Kardeşin kardeşe kırdırıldığını, ölmeyip hapishanede aynı koğuşu paylaşanlar bunun bir oyun ve proje olduğunu öğrendikleri zaman iş işten geçmişti. 

80 ihtilali ile birlikte 80 öncesi doğup neşvünema bulmaya çalışan İslamcılık hızla ivme kazanmaya başladı. Gelişmesinin yolu da Fethullah Gülen'e komünizmle mücadele görevinin verilmesi, formalite sınavla vaiz yapılması, askeriyeye Gülen'in terbiyesinden geçen kişilerin alınması, Gülen'in Vehbi Koç, zamanın MİT müsteşarı ve zamanın Diyanet İşleri Başkan yardımcısı ile bir araya gelmesi, 82 Anayasası ile birlikte din kültürü ve ahlak bilgisi dersinin Kenan Evren eliyle zorunlu ders yapılması gibi. 

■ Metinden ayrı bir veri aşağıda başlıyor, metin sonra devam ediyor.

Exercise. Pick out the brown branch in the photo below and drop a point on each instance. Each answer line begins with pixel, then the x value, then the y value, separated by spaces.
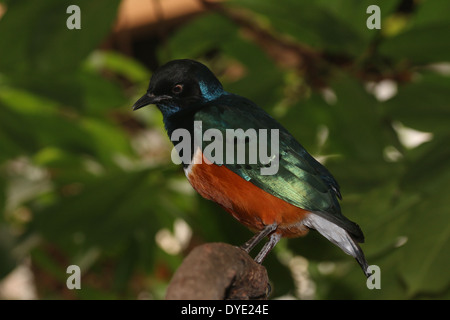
pixel 217 271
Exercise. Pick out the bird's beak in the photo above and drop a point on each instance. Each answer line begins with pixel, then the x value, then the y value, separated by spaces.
pixel 149 98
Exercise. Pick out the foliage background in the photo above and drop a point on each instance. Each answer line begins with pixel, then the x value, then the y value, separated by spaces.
pixel 84 180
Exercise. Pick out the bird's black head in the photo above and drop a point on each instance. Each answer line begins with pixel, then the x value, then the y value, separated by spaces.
pixel 180 84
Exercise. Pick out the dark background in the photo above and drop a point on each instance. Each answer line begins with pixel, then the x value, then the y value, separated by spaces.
pixel 86 181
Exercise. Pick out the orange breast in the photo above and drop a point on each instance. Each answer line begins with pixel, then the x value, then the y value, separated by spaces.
pixel 249 204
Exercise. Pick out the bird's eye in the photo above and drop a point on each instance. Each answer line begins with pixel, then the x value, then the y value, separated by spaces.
pixel 177 89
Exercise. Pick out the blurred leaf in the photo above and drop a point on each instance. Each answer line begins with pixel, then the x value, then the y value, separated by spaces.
pixel 416 45
pixel 46 53
pixel 309 23
pixel 7 242
pixel 423 104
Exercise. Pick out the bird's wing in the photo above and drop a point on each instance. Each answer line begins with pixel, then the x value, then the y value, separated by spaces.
pixel 300 180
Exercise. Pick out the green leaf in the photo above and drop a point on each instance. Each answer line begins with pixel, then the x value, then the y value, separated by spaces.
pixel 423 104
pixel 309 23
pixel 417 46
pixel 46 53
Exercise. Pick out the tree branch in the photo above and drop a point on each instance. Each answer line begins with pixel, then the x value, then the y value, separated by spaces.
pixel 218 271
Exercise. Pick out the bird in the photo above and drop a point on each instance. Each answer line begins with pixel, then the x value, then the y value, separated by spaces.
pixel 301 195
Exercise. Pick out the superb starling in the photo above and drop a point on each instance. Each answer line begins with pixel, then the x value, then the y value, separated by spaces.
pixel 301 194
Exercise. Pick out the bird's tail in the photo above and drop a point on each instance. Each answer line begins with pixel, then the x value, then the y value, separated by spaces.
pixel 339 236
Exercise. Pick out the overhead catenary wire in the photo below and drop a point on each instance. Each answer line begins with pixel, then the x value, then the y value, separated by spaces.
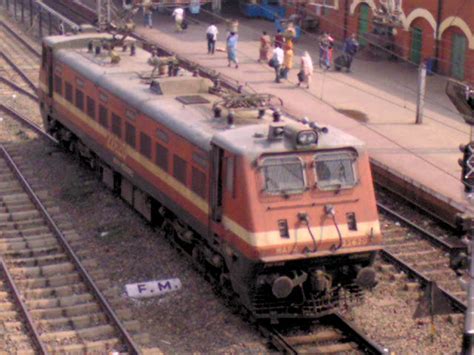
pixel 427 99
pixel 412 151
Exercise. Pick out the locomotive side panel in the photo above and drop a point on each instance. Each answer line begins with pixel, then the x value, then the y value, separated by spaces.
pixel 293 219
pixel 152 157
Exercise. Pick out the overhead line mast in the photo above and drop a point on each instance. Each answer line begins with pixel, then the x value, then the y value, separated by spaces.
pixel 103 14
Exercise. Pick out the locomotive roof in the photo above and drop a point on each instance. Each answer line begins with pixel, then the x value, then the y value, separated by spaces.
pixel 193 121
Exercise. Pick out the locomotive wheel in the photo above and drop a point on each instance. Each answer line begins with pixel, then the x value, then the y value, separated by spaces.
pixel 168 230
pixel 198 259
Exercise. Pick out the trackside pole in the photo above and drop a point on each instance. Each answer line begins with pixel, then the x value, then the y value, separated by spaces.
pixel 420 100
pixel 468 336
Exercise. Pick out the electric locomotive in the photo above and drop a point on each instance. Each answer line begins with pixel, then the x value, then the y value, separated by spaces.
pixel 280 211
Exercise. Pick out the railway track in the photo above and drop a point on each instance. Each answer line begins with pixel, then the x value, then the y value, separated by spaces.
pixel 61 302
pixel 404 250
pixel 422 254
pixel 332 334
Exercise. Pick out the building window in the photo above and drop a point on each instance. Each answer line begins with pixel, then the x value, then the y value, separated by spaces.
pixel 179 169
pixel 161 156
pixel 69 92
pixel 162 135
pixel 116 125
pixel 79 99
pixel 91 107
pixel 131 115
pixel 58 84
pixel 200 159
pixel 103 98
pixel 145 145
pixel 130 134
pixel 199 183
pixel 103 119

Şimdi kafalarda şu soru var: 90'lı yıllardan sonra değişik aktörlerle Türk siyasetinde etkili olan İslamcılık da tıpkı komünizm tehlikesi gibi birer proje olabilir mi? Üstelik İslamcılık hareketi 80 öncesi sağ ve sol siyaset gibi birbirine yakın oy da almıyordu. 90'lı yıllarda koalisyonla test edilen bu hareket, 28 Şubat mağduriyetinin ardından tek başına iktidara gelecek duruma geldi. Üzerine bir de eften püften ve gülünç gerekçelerle okunan şiirden dolayı hapis mağduriyeti oluşturularak mağdurların önü açıldı. Üstelik tek başına ve hep iktidar oldu. Oyları sildi süpürdü. Ortada ne merkez sağ kaldı ne de sol. Geldiğimiz nokta itibariyle bir insanı vezir yapmanın yolu, onu mağdur etmekten geçtiği düşünülürse, yanlış olmaz. 

İslamcılık bir proje olabileceği gibi İslamcılık iktidarlarının bir başka görevi de din ve dince kutsal sayılan değerlerin içini boşaltma görevlerinin olabileceğini söylersek herhalde yanlış olmaz. 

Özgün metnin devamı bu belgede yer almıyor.